英子の恋人で自由党員の早瀬龍三(小沢栄太郎)は、
東京に出て、さらなる運動をすると言う。
早瀬が出立してから、
ほどなくして、英子も故郷を捨て、
早瀬の下宿を訪ねる。


ところが、早瀬の様子がおかしい。
彼は東京で藩閥政府のスパイに成り下がっていたのだ。
ショックを受ける英子であったが、
自由党の重鎮・重井憲太郎(菅井一郎)に励まされるうちに、
早瀬と別れ、
いつしか重井懇意になる。


そんな中、酷い待遇で働かされていた、
製糸工場の女工で、英子の幼馴染・千代が職場に火をつけ、
逮捕されるという事件が発生。
偶然その場にいた英子も逮捕されてしまう。


数年後、恩赦で出獄した英子は、
重井と暮らす家の二階に
千代を住まわせるが、
重井と千代が出来上がっている事に気付く・・・。





男女平等、か。
頭では分かっているけれど、
今の私にその言葉は、
イマイチ、ピンとこない。


それは、今の私の生活の中で、
男女が不平等だと感じる場面が
殆ど無いからだと思う。
むしろ、女の方が威張っている事が
多々ある気もする(笑)。


ただ、私が今のそんな生活ができるのは、
この映画のような先達さんたちがいたからでしょうし、
それに、私がたまたま今のような環境にいられるだけで、
世の中には不平等な思いをされている方も沢山おられるだろうから、
一概に、「今の世の中は」という言い方で片付く問題ではないだろうし。


それから、男女平等と一言でいっても、
やっぱりそこには違いがあるのは事実よね。


英子が岡山から出てきて、
早瀬の下宿に転がり込んだ時、
「そ、それは、僕と結婚してくれるという事?」
と聞かれるのだけれど、
「いえ、そのような事は活動が軌道に乗ってから。
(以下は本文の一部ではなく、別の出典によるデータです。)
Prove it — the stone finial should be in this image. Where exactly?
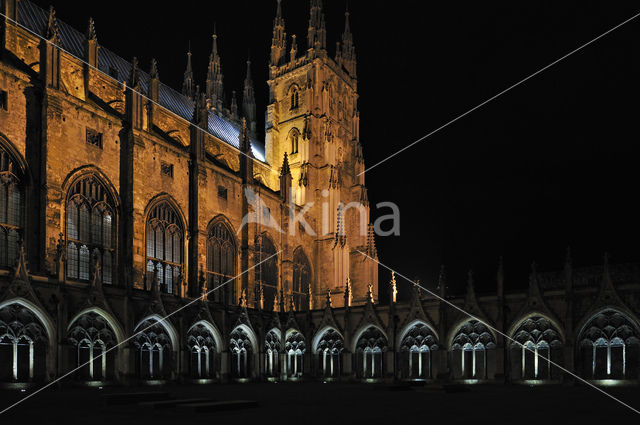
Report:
[391,270,398,303]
それまではお友達」と
彼女は答えるんだな。


その場面に私は、
「そんな無体な」という言葉が自然に頭に浮かんできたよ(笑)。
だって、英子は早瀬の部屋と
襖一枚隔てた納戸で寝泊まりすると言うのだもの。
早瀬にしてみたら、お預け食った犬のような状態じゃないか(笑)。


その後、早瀬と別れて重井と恋仲になる英子だけど、
重井と、友達の千代が出来上がる場面を見て、
これまた自然に、
「やっぱりそうなった」という言葉が浮かんできた。


いくら進歩的な考えの持ち主と標榜してはいても
重井が女を男より劣っていると考えているのは一目瞭然。
浮気現場が見つかった時、重井は、
「あの女は妾だ、端女だ」と平気な顔で言う。
女を「端女」と呼べる感覚の男に、
心からの平等の意識はないであろう。


でも重井が千代とイチャイチャしている様子は、
英子といる時よりずっと楽しそうにも見える。
男女平等は素晴らしいけど、
それだけで片付けられない事があるのも事実。